For independent Gamma random variables $G_1, G_2 \sim \Gamma(n,1)$, is $G_1+G_2$ independent of $G_1-G_2$?

Question

For independent Gamma random variables $G_1, G_2 \sim \Gamma(n,1)$, $\frac{G_1}{G_1+G_2}$ is independent of $G_1+G_2$. Does this imply that $G_1+G_2$ is independent of $G_1-G_2$? Thanks!

Answer 1

Since a rigorous proof as well as a simulation study have been proportioned already, I thought I'd throw in a slightly $\textbf{heuristic}$ argument on why whey are not independent.

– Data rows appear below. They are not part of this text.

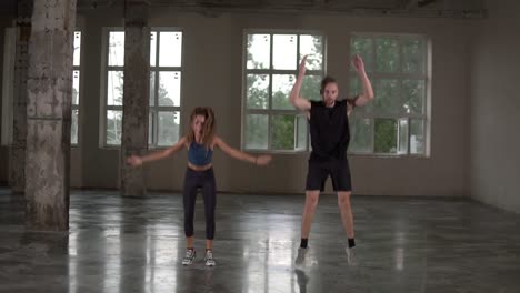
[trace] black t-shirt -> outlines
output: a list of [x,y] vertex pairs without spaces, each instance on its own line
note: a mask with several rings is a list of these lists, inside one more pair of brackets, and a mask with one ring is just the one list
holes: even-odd
[[346,160],[350,142],[347,100],[336,101],[331,108],[323,101],[311,101],[311,160]]

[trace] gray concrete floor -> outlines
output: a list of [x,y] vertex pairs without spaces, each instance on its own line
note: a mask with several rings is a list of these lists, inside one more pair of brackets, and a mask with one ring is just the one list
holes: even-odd
[[471,200],[354,196],[348,266],[336,196],[322,195],[303,270],[303,195],[219,194],[213,269],[203,239],[180,264],[179,194],[72,192],[68,233],[27,231],[23,204],[0,189],[0,292],[520,292],[520,215]]

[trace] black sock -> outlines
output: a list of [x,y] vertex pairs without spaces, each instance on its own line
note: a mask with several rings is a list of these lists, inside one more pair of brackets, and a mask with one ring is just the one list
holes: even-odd
[[356,246],[356,241],[353,239],[349,239],[349,249]]
[[301,239],[301,242],[300,242],[300,249],[307,249],[307,241],[309,239]]

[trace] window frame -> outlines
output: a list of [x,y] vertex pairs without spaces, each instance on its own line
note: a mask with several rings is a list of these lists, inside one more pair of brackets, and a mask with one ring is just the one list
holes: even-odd
[[[374,88],[376,83],[379,80],[397,80],[398,82],[402,82],[404,80],[420,80],[424,82],[424,94],[423,94],[423,101],[422,101],[422,113],[394,113],[394,114],[381,114],[378,112],[371,112],[371,111],[357,111],[354,110],[352,114],[350,114],[349,120],[350,124],[352,124],[353,118],[357,119],[369,119],[371,121],[370,123],[370,149],[371,151],[369,152],[360,152],[360,151],[353,151],[352,146],[349,146],[348,154],[353,155],[353,156],[381,156],[381,158],[429,158],[430,156],[430,148],[431,148],[431,38],[429,38],[427,34],[419,34],[419,33],[378,33],[378,32],[351,32],[349,34],[349,51],[350,54],[352,54],[352,38],[354,37],[361,37],[361,38],[369,38],[372,40],[372,43],[374,40],[378,38],[384,38],[384,39],[396,39],[398,41],[398,50],[399,50],[399,65],[400,69],[402,68],[402,62],[403,62],[403,44],[402,40],[406,38],[417,38],[421,39],[424,44],[424,52],[423,54],[423,61],[424,61],[424,73],[403,73],[398,72],[398,73],[387,73],[387,72],[377,72],[376,68],[373,68],[373,71],[371,69],[367,69],[367,74],[370,78],[370,81],[372,83],[372,88]],[[373,60],[373,67],[376,67],[377,62],[377,53],[376,53],[376,46],[372,46],[372,51],[370,52],[370,58]],[[352,93],[351,87],[351,79],[357,78],[357,73],[353,70],[349,71],[349,93]],[[401,95],[400,89],[398,89],[398,95]],[[374,89],[376,91],[376,89]],[[376,99],[377,99],[377,93],[376,93]],[[373,103],[373,101],[371,102]],[[376,152],[374,150],[374,144],[376,144],[376,120],[383,120],[383,119],[391,119],[394,120],[397,123],[397,151],[396,153],[381,153],[381,152]],[[411,129],[411,120],[422,120],[423,125],[422,125],[422,132],[424,135],[424,152],[423,153],[411,153],[410,152],[410,129]],[[407,150],[406,152],[400,152],[400,121],[406,120],[407,121]],[[352,135],[352,127],[350,127],[351,135]],[[351,137],[351,143],[354,138]]]

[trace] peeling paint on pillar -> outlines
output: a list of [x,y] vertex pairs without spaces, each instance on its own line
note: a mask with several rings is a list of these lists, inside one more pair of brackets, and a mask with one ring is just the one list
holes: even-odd
[[9,148],[9,186],[12,193],[26,192],[27,74],[33,0],[18,1],[12,143]]
[[148,150],[150,88],[150,28],[144,2],[127,3],[124,28],[124,85],[121,138],[121,194],[146,195],[142,168],[130,168],[126,158]]
[[69,226],[74,0],[36,1],[27,81],[27,226]]

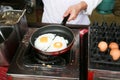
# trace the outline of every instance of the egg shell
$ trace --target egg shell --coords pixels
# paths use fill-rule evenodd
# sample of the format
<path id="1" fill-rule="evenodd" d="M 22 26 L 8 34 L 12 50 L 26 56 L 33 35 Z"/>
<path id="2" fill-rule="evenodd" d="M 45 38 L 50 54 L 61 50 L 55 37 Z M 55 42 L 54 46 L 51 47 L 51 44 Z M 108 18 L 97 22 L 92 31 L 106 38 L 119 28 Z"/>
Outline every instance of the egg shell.
<path id="1" fill-rule="evenodd" d="M 114 49 L 114 48 L 119 49 L 119 45 L 118 45 L 116 42 L 111 42 L 111 43 L 109 44 L 109 48 L 110 48 L 110 49 Z"/>
<path id="2" fill-rule="evenodd" d="M 110 51 L 110 55 L 112 56 L 113 60 L 118 60 L 120 58 L 120 50 L 119 49 L 112 49 Z"/>
<path id="3" fill-rule="evenodd" d="M 100 41 L 98 43 L 98 48 L 100 49 L 101 52 L 105 52 L 108 48 L 108 44 L 105 41 Z"/>

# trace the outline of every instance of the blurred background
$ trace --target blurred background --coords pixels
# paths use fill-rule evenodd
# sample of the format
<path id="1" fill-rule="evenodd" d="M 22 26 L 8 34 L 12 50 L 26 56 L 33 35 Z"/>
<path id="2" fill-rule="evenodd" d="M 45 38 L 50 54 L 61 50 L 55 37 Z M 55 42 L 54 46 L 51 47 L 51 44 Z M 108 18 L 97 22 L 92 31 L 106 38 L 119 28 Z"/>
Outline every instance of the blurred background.
<path id="1" fill-rule="evenodd" d="M 91 24 L 95 21 L 108 24 L 116 22 L 120 24 L 120 0 L 103 0 L 104 4 L 99 5 L 92 15 L 90 15 Z M 41 0 L 1 0 L 0 5 L 11 6 L 14 9 L 27 9 L 26 16 L 28 23 L 41 22 L 43 4 Z M 99 9 L 99 10 L 98 10 Z M 107 9 L 105 12 L 100 11 Z"/>

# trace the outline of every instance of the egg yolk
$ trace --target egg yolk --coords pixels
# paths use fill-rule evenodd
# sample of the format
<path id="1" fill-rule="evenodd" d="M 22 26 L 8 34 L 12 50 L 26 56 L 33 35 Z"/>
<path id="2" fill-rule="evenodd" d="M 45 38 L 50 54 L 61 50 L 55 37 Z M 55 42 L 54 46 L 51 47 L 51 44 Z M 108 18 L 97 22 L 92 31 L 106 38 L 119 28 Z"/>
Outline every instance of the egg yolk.
<path id="1" fill-rule="evenodd" d="M 47 37 L 41 37 L 40 42 L 43 42 L 43 43 L 48 42 L 48 38 Z"/>
<path id="2" fill-rule="evenodd" d="M 63 44 L 62 44 L 61 42 L 56 42 L 56 43 L 54 43 L 53 46 L 54 46 L 55 48 L 61 48 L 62 45 L 63 45 Z"/>

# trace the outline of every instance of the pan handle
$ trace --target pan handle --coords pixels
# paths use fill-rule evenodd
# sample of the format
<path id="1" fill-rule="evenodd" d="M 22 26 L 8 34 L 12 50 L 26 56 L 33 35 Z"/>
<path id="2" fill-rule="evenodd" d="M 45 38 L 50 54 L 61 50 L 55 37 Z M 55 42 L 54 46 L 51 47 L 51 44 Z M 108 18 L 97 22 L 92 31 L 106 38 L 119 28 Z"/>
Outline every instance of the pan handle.
<path id="1" fill-rule="evenodd" d="M 67 15 L 66 17 L 64 17 L 64 19 L 63 19 L 61 25 L 64 25 L 64 26 L 65 26 L 65 25 L 66 25 L 66 22 L 67 22 L 67 20 L 68 20 L 69 17 L 70 17 L 70 14 Z"/>

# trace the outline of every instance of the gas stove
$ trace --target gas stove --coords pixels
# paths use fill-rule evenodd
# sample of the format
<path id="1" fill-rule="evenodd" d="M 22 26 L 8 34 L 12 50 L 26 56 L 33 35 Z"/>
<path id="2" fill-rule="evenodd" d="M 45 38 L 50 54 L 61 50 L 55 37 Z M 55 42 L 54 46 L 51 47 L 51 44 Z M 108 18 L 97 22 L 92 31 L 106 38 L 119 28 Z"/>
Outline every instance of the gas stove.
<path id="1" fill-rule="evenodd" d="M 72 48 L 60 56 L 35 55 L 29 39 L 38 27 L 29 27 L 12 62 L 8 75 L 56 80 L 87 80 L 87 52 L 83 54 L 84 35 L 88 26 L 68 25 L 75 35 Z M 87 38 L 87 37 L 86 37 Z M 84 76 L 84 78 L 82 78 Z M 86 77 L 85 77 L 86 76 Z"/>

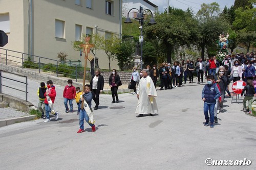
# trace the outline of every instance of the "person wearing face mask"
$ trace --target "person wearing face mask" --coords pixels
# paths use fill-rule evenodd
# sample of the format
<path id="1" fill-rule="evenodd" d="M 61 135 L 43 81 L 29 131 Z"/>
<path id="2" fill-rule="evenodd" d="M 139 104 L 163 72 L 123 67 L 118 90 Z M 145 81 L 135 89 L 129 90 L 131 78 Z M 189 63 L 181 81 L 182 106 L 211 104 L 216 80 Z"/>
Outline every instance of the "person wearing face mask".
<path id="1" fill-rule="evenodd" d="M 99 94 L 102 92 L 104 87 L 104 78 L 103 76 L 100 75 L 99 69 L 96 69 L 95 75 L 91 79 L 90 86 L 92 87 L 93 100 L 95 103 L 94 110 L 97 110 L 99 105 Z"/>
<path id="2" fill-rule="evenodd" d="M 139 83 L 140 81 L 139 72 L 137 71 L 137 67 L 134 67 L 131 76 L 130 83 L 133 88 L 134 92 L 133 94 L 136 93 L 136 84 Z"/>
<path id="3" fill-rule="evenodd" d="M 56 98 L 55 86 L 53 85 L 52 81 L 48 80 L 46 82 L 47 88 L 48 88 L 45 93 L 45 104 L 46 109 L 46 120 L 45 123 L 50 122 L 50 112 L 55 116 L 55 120 L 57 120 L 59 117 L 59 113 L 53 109 L 53 104 Z"/>
<path id="4" fill-rule="evenodd" d="M 236 60 L 234 62 L 234 65 L 232 67 L 230 75 L 233 77 L 233 82 L 238 80 L 240 80 L 243 74 L 242 67 L 240 65 L 240 62 L 239 60 Z"/>
<path id="5" fill-rule="evenodd" d="M 218 103 L 218 110 L 217 113 L 220 113 L 220 110 L 222 112 L 224 111 L 223 109 L 223 102 L 225 98 L 225 94 L 226 93 L 226 88 L 227 87 L 227 77 L 225 76 L 226 70 L 225 68 L 221 67 L 219 70 L 217 75 L 214 76 L 214 79 L 216 83 L 219 84 L 220 88 L 221 101 Z"/>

Given a realisation of $G_1-G_2$, set $Y=|G_1-G_2|$. Then we know at least that $G_1\geq Y$ or $G_2\geq Y$, such that necessarily the distribution of $G_1+G_2|Y$ is concentrated above the value $Y>0$. In contrast, the unconditional distribution of $G_1+G_2$ is concentrated on the whole $\mathbb{R}_+$.

Answer 2

Let $X_1=G_1+G_2$ and $X_2=G_1-G_2$. \begin{align*} M_{X_1,X_2}(t_1,t_2) &= E[\exp(t_1(G_1+G_2)+t_2(G_1-G_2))] \\ &= E[\exp((t_1+t_2)G_1+(t_1-t_2)G_2)] \\ &= E[\exp((t_1+t_2)G_1)]E[\exp((t_1-t_2)G_2)] \\ &= (1-(t_1+t_2))^{-n}(1-(t_1-t_2))^{-n} \\ &= (1-2t_1+t_1^2-t_2^2)^{-n} \end{align*} Note that $M_{X_1,X_2}(t_1,t_2)$ cannot be factored as $g(t_1)h(t_2)$. Therefore, $X_1$ and $X_2$ are not independent.

If you want to be a little more formal, $X_1 \sim \text{Gamma}(2n,1)$ and, therefore, $M_{X_1}(t_1) = (1-t_1)^{-2n}$. Also, \begin{align*} M_{X_2}(t_2) &= E[\exp(t_2(G_1-G_2))] \\ &= M_{G_1}(t_2)M_{G_2}(-t_2) \\ &= (1-t_2)^{-n}(1+t_2)^{-n} \end{align*} Since $M_{X_1,X_2}(t_1,t_2) \neq M_{X_1}(t_2)M_{X_2}(t_2)$, conclude that $X_1$ and $X_2$ are not independent.

Answer 3

No, not independent. Here is a quick simulation in R statisticsl software of 100,000 realizations of $X = G_1 + G_2$ and $Y = G_1 - G_2,$ for the case $n = 4.$ You should be able to turn the central point of it into a proof. (Notice that $G_1$ and $G_2$ take only nonnegative values.)

m = 10^5; n = 4
g1 = rgamma(m,n,1);  g2 = rgamma(m,n,1)
x = g1 + g2;  y = g1 - g2
cor(x,y)
## 0.0009158704  # consistent with uncorrelated

By symmetry, it is no surprise that $X$ and $Y$ are uncorrelated. But for non-normal data that does not imply independence.

So we make a scatterplot of $Y$ against $X,$ from which it is immediately clear that $X$ and $Y$ are not independent. It is clear that $P(X < 5) \approx 0.13 > 0$ and $P(Y > 5) \approx .04 > 0,$ but $P(X < 5, Y > 5) = 0.$

This conclusion of association between $X$ and $Y$ agrees with @madprob's elegant proof using MGFs (+1).

mean(x < 5 & y > 5)
## 0
mean(x < 5); mean(y > 5)
## 0.13255
## 0.03955